My friend mentioned this just before I published and I think that probably is th...

jiggawatts · on Jan 7, 2023

> which is how many hard drives you can plug in to a non-mainframe machine for historical image storage.

You would be surprised. First off, SSDs are denser than hard drives now if you're willing to spend $$$.

Second, "plug in" doesn't necessarily mean "in the chassis". You can expand storage with external disk arrays in all sorts of ways. Everything from external PCI-e cages to SAS disk arrays, fibre channel, NVMe-over-Ethernet, etc...

It's fairly easy to get several petabytes of fast storage directly managed by one box. The only limit is the total usable PCIe bandwidth of the CPUs, which for a current-gen EPYC 9004 series processors in a dual-socket configuration is something crazy like 512 GB/s. This vastly exceeds typical NIC speeds.
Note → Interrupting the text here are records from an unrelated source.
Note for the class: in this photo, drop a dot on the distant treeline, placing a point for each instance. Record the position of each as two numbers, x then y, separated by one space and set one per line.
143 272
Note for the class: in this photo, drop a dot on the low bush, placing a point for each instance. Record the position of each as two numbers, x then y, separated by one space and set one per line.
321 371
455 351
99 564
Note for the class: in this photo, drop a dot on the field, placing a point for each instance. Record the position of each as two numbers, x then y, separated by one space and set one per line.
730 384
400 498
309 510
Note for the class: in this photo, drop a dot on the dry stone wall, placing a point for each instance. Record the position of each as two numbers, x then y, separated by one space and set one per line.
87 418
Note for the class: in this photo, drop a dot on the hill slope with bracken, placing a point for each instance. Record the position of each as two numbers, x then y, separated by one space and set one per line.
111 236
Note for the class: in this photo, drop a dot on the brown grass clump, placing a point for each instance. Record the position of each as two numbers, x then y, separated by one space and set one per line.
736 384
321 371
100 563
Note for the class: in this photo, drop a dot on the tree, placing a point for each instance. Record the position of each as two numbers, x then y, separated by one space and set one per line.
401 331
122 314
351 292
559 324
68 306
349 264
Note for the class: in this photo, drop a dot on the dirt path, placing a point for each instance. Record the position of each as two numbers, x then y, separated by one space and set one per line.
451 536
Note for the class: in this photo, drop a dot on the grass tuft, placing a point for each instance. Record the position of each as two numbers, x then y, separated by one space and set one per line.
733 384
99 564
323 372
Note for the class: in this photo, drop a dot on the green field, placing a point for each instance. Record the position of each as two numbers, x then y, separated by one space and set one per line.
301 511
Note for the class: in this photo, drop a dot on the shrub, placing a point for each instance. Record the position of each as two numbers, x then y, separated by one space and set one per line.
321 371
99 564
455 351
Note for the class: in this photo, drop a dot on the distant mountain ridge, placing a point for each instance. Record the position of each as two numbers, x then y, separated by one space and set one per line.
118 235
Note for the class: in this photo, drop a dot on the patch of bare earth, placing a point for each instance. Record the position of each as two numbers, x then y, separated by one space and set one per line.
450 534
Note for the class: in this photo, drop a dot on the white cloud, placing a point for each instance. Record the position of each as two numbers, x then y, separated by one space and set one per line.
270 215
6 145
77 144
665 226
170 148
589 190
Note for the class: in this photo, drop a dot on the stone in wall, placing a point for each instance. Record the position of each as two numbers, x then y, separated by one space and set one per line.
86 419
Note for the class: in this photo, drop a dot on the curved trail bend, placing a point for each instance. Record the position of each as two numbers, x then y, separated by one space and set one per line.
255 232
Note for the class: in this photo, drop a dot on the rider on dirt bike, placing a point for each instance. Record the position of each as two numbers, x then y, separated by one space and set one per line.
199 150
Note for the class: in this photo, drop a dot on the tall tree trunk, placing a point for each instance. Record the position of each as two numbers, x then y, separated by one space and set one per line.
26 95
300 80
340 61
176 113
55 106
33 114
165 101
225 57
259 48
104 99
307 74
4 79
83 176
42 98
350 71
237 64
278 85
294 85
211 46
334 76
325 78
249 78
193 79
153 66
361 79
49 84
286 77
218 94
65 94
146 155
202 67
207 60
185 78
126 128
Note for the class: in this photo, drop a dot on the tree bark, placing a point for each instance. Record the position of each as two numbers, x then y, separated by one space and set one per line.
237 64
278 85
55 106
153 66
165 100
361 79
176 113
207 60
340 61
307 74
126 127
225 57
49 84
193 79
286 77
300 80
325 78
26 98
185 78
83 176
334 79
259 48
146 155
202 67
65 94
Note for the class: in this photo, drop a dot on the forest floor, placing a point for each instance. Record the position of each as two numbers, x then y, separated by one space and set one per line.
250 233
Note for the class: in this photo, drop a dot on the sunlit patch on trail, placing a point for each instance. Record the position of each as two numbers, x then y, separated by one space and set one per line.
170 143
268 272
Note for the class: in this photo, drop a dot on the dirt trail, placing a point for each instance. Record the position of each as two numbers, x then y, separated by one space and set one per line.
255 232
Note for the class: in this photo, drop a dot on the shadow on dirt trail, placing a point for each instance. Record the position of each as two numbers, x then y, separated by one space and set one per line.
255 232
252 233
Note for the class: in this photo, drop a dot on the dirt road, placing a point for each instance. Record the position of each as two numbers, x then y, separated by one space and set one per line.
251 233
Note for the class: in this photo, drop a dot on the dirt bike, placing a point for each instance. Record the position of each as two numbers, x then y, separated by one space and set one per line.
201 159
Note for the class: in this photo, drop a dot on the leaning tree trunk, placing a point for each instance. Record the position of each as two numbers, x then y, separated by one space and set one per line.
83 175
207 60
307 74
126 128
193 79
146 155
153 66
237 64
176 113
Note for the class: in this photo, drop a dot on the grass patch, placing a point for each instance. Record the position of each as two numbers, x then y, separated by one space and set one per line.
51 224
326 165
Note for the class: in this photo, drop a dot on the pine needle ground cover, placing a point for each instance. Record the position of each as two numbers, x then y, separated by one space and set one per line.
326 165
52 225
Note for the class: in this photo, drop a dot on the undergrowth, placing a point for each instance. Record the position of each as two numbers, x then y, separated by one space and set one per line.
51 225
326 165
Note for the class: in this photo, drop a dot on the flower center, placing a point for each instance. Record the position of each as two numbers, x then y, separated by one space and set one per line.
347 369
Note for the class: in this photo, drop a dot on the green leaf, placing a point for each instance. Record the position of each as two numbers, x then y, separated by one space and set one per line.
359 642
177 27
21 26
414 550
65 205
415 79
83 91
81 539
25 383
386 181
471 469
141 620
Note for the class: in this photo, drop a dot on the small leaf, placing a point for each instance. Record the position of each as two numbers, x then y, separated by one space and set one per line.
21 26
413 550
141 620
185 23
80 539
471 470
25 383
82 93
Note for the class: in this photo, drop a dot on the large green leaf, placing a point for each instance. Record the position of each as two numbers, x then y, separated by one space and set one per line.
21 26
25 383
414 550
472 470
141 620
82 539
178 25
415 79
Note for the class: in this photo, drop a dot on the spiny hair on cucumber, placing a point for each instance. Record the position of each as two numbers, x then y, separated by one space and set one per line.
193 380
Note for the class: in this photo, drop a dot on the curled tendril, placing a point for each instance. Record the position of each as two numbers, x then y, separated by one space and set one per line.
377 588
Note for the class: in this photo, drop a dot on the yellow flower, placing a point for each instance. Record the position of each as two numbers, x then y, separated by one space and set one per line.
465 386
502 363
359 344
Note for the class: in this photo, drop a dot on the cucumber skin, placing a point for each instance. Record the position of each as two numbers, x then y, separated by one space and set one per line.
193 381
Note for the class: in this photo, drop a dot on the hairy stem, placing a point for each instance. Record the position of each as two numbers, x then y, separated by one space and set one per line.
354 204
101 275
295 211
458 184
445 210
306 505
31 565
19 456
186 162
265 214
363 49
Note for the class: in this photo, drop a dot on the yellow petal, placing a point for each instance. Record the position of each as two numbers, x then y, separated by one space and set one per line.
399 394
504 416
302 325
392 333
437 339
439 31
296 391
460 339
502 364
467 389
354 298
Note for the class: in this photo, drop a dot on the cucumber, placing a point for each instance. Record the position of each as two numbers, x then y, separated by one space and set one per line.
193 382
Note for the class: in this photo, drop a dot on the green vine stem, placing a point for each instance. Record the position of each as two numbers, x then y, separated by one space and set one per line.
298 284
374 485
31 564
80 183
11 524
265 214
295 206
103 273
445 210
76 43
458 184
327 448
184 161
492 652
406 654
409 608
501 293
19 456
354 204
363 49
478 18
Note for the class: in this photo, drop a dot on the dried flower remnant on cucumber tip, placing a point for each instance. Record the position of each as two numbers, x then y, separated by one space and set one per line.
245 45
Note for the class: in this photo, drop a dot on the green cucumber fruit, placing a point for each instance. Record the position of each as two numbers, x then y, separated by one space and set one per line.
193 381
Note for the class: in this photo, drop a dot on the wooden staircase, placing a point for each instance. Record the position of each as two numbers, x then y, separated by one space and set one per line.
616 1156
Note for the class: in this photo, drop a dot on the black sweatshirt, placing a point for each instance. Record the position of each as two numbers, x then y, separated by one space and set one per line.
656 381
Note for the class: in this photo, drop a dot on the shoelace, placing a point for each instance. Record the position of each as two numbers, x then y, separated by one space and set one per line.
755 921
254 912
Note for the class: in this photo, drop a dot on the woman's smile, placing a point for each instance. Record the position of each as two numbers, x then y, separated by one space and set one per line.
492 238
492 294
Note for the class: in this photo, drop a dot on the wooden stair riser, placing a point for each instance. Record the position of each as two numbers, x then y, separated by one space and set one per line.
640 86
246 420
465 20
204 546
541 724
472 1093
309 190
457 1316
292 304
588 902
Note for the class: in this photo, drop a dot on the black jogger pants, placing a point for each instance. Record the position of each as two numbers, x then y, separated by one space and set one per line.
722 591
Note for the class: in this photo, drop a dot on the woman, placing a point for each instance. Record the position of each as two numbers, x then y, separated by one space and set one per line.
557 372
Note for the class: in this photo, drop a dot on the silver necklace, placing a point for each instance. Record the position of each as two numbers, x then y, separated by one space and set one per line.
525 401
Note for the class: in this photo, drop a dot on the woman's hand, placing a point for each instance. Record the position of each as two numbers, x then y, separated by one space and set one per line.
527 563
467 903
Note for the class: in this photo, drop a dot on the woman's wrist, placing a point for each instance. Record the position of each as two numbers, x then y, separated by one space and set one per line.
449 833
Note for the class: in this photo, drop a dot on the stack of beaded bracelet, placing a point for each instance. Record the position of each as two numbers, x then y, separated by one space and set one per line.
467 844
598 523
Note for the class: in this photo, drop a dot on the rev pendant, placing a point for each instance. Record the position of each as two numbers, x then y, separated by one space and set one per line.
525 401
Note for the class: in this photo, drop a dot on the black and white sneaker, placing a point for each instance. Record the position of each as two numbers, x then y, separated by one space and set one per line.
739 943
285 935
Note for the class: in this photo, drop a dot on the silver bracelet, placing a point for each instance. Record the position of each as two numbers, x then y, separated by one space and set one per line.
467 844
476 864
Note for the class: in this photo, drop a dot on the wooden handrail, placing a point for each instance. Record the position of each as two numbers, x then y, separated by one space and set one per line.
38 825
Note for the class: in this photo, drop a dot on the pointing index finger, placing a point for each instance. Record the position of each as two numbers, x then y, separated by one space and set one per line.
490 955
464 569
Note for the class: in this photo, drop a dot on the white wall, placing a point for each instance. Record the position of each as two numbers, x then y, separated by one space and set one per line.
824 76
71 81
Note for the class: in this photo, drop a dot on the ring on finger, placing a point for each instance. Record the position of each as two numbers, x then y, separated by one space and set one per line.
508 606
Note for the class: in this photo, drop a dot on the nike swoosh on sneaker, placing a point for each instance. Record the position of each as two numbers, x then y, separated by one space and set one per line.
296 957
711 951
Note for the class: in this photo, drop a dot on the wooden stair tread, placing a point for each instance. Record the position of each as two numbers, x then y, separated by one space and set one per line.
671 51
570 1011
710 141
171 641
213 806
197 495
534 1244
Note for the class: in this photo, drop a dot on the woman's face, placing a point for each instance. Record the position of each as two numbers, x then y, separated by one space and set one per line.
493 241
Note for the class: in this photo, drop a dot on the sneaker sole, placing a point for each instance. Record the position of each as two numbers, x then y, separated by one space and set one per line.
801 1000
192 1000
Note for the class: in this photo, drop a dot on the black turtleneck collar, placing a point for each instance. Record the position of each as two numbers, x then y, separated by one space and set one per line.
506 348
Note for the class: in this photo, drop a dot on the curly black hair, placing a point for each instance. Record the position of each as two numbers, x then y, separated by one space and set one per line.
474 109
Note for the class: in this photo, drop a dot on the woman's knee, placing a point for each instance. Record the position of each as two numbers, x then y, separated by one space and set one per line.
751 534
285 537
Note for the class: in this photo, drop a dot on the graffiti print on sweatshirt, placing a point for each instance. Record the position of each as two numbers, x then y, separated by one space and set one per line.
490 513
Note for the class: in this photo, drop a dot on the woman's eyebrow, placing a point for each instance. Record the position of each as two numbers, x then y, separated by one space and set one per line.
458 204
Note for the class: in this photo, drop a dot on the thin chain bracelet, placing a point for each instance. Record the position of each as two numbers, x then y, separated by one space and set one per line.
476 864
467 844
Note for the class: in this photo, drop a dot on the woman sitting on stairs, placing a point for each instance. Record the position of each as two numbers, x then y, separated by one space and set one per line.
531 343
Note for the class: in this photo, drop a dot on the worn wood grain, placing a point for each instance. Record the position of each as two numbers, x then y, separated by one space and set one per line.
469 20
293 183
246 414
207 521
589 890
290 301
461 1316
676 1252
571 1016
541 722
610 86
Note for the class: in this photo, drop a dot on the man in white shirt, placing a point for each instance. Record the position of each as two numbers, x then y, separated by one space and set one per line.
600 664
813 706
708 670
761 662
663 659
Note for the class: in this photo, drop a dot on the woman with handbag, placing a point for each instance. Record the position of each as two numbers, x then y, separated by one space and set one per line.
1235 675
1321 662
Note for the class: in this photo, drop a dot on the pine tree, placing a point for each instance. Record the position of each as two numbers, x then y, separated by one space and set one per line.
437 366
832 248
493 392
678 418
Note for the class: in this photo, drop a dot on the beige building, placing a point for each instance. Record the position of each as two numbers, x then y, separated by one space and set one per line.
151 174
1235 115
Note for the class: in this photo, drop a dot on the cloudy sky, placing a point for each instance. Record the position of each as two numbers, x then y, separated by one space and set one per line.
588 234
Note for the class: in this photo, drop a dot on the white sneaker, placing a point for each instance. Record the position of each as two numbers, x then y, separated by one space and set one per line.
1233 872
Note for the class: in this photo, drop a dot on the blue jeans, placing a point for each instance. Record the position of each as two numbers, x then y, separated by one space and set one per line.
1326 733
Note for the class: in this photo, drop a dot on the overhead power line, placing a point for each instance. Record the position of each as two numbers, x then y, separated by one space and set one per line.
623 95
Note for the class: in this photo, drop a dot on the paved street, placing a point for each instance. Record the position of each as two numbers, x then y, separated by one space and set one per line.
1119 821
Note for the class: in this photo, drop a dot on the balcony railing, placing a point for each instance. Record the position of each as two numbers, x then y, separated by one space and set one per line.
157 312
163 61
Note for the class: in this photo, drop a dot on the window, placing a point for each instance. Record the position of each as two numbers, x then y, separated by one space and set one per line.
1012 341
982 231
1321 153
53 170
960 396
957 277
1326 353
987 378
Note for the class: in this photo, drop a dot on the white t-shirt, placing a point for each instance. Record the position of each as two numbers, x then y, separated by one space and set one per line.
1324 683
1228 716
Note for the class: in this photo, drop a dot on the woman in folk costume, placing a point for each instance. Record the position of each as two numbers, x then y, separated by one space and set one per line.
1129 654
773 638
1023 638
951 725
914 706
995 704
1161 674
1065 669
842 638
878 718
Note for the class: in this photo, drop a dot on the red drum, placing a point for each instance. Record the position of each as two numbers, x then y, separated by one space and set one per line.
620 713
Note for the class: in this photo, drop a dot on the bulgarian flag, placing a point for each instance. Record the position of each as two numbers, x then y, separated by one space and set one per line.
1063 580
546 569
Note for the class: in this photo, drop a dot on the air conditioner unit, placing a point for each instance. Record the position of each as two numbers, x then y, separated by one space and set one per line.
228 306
You'd have to balance available bandwidth between multiple 400 Gbps NICs and disks to be able to saturate the system.

People really overestimate the data volume put out by a service like Twitter while simultaneously underestimating the bandwidth capability of a single server.

ilyt · on Jan 8, 2023

> People really overestimate the data volume put out by a service like Twitter while simultaneously underestimating the bandwidth capability of a single server.

It's outright comical. Above we have people thinking somehow amount of TLS connections single server can handle is a problem, in service where there would be hundreds of thousands lines of code to generate the content served over it, all while using numbers from what seems like 10+ years old server hardware

trishume · on Jan 7, 2023

That's really cool! Each year of historical images I estimate at 2.8PB, so it would need to scale quite far to handle multiple years. How would you actually connect all those external drive chassis, is there some kind of chainable SAS or PCIe that can scale arbitrarily far? I consider NVMe-over-fabrics to be cheating and just using multiple machines and calling it one machine, but "one machine" is kinda an arbitrary stunt metric.

ksec · on Jan 8, 2023

It depends on how you think of "one machines". :) You can fit 1PB in 1U without something like NVMe-over-fabrics. So in a 4U unit gives you plenty of room.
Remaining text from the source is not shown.